Alors que le Premier ministre présente son plan de lutte contre la radicalisation vendredi, un rapport administratif commandé par Beauvau fait état de nombreuses dérives identitaires et de remises en cause de la laïcité et préconise des mesures fortes.
C’est un document explosif, un rapport d’une quarantaine de pages qui met en lumière les failles du respect du principe de laïcité dans certains territoires. En amont de la présentation du plan de lutte contre la radicalisation, dévoilé vendredi par Édouard Philippe, le ministère de l’Intérieur a commandé au préfet Gilles Clavreul, proche de Manuel Valls, cet état des lieux intitulé Laïcité, valeurs de la République et exigences minimales de la vie en société, qui esquisse plusieurs mesures choc.
1 - Conditionner le soutien de l’État (subventions, emplois aidés) au respect de la laïcité
Estimant qu’il revient aux pouvoirs publics de « promouvoir les valeurs de la République », le préfet propose de « conditionner le soutien de l’État (attribution de subvention, agrément, soutien à un événement) à l’engagement de respecter et promouvoir » ces valeurs. Ainsi, en dépit des « réserves ou des commentaires » de l’Observatoire de la laïcité, il suggère par exemple de « faire signer une charte », comme le font certaines CAF et préfectures ; de « conditionner l’examen de subvention ou d’un emploi aidé à l’engagement de suivre une formation sur les valeurs de la République et la laïcité », comme le fait la préfecture des Bouches-du-Rhône ; ou encore d’« inciter le soumissionnaire ou le partenaire à conduire certaines actions, à contribuer à un évenement, ou à faire figurer la thématique "laïcité et valeurs de la République" dans un document partenarial ».
2- Former tous les agents de l’État à la laïcité « d’ici à 2020 »

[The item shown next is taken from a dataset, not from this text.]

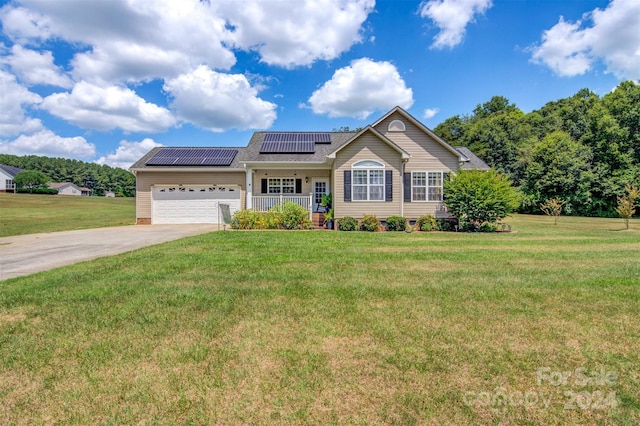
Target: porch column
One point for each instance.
(249, 188)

Gilles Clavreul entend instaurer « une formation laïcité pour tous les agents de l’État d’ici à 2020 », en renforçant le plan de formation déjà déployé par le Commissariat général à l’égalité des territoires. Il envisage donc d’« élargir encore l’assiette des publics formés pour l’année en cours », en « réévaluant » à la hausse l’objectif 2018 qui table sur 13 000 personnes et en ciblant davantage les publics à former en priorité, à savoir « les adultes-relais, les membres des conseils citoyens, les agents des collectivités locales, les éducateurs sportifs, les intervenants dans le secteur péri-scolaire, les professionnels de la petite enfance, les acteurs de la prévention spécialisée, les agents du service public de l’emploi, ou encore les personnels de la fonction publique hospitalière ».

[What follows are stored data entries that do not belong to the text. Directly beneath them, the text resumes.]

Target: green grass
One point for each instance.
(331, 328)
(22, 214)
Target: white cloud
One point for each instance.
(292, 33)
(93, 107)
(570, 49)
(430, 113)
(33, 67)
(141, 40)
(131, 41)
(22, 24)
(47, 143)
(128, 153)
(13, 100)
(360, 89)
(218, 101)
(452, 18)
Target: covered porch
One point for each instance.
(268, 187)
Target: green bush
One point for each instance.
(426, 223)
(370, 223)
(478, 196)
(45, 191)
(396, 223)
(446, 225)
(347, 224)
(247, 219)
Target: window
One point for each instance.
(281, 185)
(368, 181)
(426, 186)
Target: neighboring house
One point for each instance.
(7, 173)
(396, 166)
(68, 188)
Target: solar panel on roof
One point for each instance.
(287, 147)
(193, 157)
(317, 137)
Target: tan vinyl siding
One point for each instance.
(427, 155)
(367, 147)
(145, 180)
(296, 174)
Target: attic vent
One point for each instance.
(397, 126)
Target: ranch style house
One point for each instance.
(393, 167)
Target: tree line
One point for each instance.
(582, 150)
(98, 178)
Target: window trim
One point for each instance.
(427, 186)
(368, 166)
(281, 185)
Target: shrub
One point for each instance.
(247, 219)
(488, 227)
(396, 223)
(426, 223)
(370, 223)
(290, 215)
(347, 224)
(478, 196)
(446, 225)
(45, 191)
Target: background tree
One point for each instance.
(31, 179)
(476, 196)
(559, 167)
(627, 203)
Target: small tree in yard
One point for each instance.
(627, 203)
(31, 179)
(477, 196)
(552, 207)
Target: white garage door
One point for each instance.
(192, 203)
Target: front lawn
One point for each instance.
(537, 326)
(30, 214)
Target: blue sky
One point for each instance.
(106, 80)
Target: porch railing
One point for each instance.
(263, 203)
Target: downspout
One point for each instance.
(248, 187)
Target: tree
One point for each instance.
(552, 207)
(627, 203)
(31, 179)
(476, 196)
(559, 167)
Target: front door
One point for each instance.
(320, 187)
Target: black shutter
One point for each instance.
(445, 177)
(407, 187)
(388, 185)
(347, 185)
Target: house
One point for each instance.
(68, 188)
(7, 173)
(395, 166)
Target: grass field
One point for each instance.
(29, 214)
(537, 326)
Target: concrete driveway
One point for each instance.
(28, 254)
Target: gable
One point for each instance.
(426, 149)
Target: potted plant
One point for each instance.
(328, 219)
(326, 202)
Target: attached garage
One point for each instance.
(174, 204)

3 - Intégrer la laïcité dans les épreuves du BAFA
Autre secteur ciblé par le rapport : la jeunesse, qui constitue l’un des principaux enjeux en termes de laïcité. Ainsi, pour assurer une meilleure « transmission des valeurs de la République », le préfet propose de « renforcer les exigences de formation à la laïcité et aux valeurs de la République du brevet d’aptitude à la fonction d’animateur (BAFA) et au brevet d’aptitude à la fonction de directeur (BAFD) ». Il suggère également de « conditionner l’agrément des centres de formation au respect de cette exigence ».

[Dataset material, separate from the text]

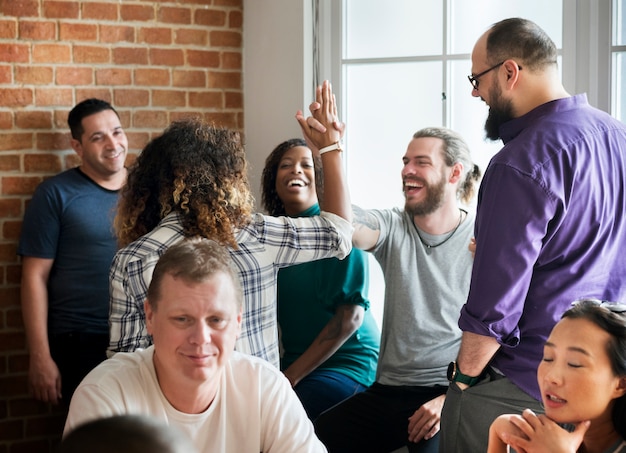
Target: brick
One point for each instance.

4 - Cartographie des « situations problématiques »
Le rapport stipule la mise en place, « au niveau national, des diagnostics fiabilisés des incidents relatifs à la laïcité, à la contestation des valeurs républicaines, et au non-respect des exigences minimales de la vie en société ». Il s’agit d’établir une cartographie précise des « situations problématiques » rencontrées « dans le secteur sanitaire et social d’une part, et dans le milieu sportif d’autre part », pour réduire les « zones d’ombre » en matière de connaissance des dérives.
5 - Établir un « corps de doctrine » sur les « atteintes à la laïcité »
Pour « mieux établir un "corps de doctrine" s’agissant des atteintes à la laïcité », Gilles Clavreul dit vouloir « transformer » les Comités opérationnels de lutte contre le racisme et l’antisémitisme (CORA) en « comités départementaux pour la laïcité pour la promotion de la laïcité et des valeurs de la République ». Pour ce faire, il entend « constituer, au niveau régional, une instance auprès de laquelle toutes les administrations pourraient évoquer des situations conflictuelles ou problématiques et solliciter un avis de sa part ». Si elle voit le jour, cette structure nouvelle serait alors « présidée par un magistrat de l’ordre administratif ».